In August, Minister of Home Affairs Kampyongo denied requests from organizations seeking to monitor the mobile issuance of national registration cards, a critical first step to register as a voter. The decision curtailed transparency in a key early stage of the electoral process. Additionally provisions of the Public Order Act and penal code, as well as public health regulations aimed at preventing the spread of COVID-19, restricted freedoms of assembly and association and limited the ability of NGOs and private citizens to monitor political processes.

On January 31, the Electoral Commission of Zambia announced that prisoners would be allowed to vote in the 2021 general elections based on the Constitutional Court’s 2017 ruling that the electoral law preventing convicted prisoners from voting was unconstitutional.
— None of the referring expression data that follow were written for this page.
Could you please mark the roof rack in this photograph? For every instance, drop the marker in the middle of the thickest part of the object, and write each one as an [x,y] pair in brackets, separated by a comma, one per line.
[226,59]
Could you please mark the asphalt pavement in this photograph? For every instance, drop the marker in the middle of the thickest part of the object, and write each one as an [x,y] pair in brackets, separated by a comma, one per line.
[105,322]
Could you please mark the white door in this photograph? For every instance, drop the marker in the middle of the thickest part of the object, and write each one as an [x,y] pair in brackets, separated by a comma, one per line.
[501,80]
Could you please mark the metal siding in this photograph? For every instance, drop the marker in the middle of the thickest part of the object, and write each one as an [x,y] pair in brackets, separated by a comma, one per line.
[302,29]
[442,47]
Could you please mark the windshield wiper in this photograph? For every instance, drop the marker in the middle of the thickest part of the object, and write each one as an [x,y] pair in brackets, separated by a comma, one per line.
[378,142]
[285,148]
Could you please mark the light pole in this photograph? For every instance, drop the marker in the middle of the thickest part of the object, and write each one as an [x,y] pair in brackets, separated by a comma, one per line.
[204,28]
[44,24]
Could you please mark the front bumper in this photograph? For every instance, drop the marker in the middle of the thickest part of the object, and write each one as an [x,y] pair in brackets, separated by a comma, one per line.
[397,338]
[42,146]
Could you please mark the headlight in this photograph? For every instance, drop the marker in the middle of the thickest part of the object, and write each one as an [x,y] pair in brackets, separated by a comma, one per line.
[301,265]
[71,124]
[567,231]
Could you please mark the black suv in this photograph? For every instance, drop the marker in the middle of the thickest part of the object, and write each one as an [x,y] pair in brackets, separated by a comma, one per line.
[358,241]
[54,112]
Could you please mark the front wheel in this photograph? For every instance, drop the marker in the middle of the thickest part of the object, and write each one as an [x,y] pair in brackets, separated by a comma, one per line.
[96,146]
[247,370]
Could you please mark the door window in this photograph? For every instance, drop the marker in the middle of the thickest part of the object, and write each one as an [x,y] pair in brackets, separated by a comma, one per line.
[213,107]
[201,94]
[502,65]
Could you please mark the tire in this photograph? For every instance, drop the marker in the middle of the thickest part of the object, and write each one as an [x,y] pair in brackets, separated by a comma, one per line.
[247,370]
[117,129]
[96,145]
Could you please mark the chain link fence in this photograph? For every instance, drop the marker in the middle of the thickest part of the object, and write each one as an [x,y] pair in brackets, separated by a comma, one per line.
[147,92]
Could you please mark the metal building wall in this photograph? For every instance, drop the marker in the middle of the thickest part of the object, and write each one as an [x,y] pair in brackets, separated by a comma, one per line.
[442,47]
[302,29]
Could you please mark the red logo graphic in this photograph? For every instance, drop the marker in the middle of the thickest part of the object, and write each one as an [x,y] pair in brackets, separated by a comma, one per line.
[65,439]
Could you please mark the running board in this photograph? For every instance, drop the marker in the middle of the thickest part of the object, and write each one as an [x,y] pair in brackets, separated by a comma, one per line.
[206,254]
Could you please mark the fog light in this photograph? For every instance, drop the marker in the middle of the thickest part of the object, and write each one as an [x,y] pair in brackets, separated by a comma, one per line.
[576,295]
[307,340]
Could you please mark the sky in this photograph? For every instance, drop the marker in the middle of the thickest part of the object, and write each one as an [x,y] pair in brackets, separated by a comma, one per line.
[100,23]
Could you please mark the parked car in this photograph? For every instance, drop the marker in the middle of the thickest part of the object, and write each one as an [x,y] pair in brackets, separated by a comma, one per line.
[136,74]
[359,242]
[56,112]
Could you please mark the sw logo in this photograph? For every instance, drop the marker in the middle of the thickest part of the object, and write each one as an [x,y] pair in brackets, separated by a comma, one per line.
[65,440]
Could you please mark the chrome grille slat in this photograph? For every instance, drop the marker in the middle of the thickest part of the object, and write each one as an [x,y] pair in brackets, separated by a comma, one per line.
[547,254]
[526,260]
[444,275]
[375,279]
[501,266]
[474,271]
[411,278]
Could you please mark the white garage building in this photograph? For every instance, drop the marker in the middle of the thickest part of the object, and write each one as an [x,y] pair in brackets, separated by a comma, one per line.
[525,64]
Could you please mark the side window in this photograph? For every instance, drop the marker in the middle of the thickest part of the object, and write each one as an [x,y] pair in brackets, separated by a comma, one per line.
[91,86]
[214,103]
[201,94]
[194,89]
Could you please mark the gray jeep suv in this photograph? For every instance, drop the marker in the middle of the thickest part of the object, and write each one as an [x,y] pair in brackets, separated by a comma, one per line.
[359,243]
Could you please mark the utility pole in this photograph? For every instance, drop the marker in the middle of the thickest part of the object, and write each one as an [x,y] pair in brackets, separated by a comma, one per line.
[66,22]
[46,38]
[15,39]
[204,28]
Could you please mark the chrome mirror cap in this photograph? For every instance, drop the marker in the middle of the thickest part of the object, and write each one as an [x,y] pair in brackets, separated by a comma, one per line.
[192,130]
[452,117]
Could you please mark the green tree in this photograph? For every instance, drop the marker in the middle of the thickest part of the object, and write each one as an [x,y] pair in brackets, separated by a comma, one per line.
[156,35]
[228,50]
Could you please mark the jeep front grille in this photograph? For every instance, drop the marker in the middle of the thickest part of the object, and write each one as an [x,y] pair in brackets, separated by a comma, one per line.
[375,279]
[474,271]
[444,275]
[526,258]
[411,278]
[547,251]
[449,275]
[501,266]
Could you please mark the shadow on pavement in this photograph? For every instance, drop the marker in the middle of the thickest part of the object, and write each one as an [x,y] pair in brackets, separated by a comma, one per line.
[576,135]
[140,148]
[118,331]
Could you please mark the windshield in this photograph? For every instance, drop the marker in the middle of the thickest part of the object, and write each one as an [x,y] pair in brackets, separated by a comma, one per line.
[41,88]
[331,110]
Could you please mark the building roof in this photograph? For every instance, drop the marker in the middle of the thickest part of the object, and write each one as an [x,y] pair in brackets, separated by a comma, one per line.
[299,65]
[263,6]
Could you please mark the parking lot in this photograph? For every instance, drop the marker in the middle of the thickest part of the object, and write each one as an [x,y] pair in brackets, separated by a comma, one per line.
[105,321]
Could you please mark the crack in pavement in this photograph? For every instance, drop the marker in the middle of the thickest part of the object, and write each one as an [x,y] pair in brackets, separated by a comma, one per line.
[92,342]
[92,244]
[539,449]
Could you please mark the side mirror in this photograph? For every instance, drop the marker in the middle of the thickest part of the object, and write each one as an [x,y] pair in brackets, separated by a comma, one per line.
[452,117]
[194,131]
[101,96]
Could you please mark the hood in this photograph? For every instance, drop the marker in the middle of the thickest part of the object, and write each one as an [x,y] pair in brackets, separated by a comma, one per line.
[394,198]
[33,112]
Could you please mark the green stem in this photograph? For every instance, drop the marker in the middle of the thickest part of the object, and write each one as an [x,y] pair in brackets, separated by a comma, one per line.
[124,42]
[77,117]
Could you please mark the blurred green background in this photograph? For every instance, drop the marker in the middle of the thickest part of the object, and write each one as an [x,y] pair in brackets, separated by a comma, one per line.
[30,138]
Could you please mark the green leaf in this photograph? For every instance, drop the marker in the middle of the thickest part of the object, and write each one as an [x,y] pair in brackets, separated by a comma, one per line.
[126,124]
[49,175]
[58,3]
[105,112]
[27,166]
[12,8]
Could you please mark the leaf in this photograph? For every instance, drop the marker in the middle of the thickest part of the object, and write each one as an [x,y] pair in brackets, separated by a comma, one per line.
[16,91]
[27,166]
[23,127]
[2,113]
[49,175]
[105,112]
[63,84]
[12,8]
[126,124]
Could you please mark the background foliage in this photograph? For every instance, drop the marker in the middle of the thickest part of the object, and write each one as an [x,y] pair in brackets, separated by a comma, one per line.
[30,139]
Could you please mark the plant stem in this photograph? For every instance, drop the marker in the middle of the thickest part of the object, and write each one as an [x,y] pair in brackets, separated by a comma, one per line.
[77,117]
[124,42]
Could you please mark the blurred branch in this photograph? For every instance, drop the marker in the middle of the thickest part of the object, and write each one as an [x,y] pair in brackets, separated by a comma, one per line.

According to the commissioner general of the Zambia Correctional Service, as a result more than 20,000 prisoners may be eligible to vote.

Participation of Women and Members of Minority Groups: There are no laws preventing women or members of minority groups from voting, running for office, and serving as electoral monitors, or otherwise participating in political life on the same basis as men or nonminority citizens, and women and minorities did so. Nevertheless, observers reported that traditional and cultural factors prevented women from participating in political life on the same basis as men. For example, the constitutional requirement of a high school education to qualify as a candidate for election to public office has the effect of disqualifying many female candidates, because they often are unable to complete secondary school due to traditional or cultural factors such as early marriage and the prevailing patriarchal system.

As of September only 28 of 166 members of parliament were women. Few women occupied public decision-making positions; however, constitutional amendments and adoption of policies and programs to promote the participation of women and other minorities resulted in the appointment of more women to leadership positions, particularly in the judiciary and parastatal bodies. According to the NGO Women and Law in Southern Africa, selective implementation of policies and law undermined the full participation of women in political life.

On September 10, three NGOs–the Non-Governmental Coordinating Council, the Chapter One Foundation, and the Young Women for Action–petitioned the Constitutional Court to redress discrimination against women, youth, and persons with disabilities in participating in the democratic process.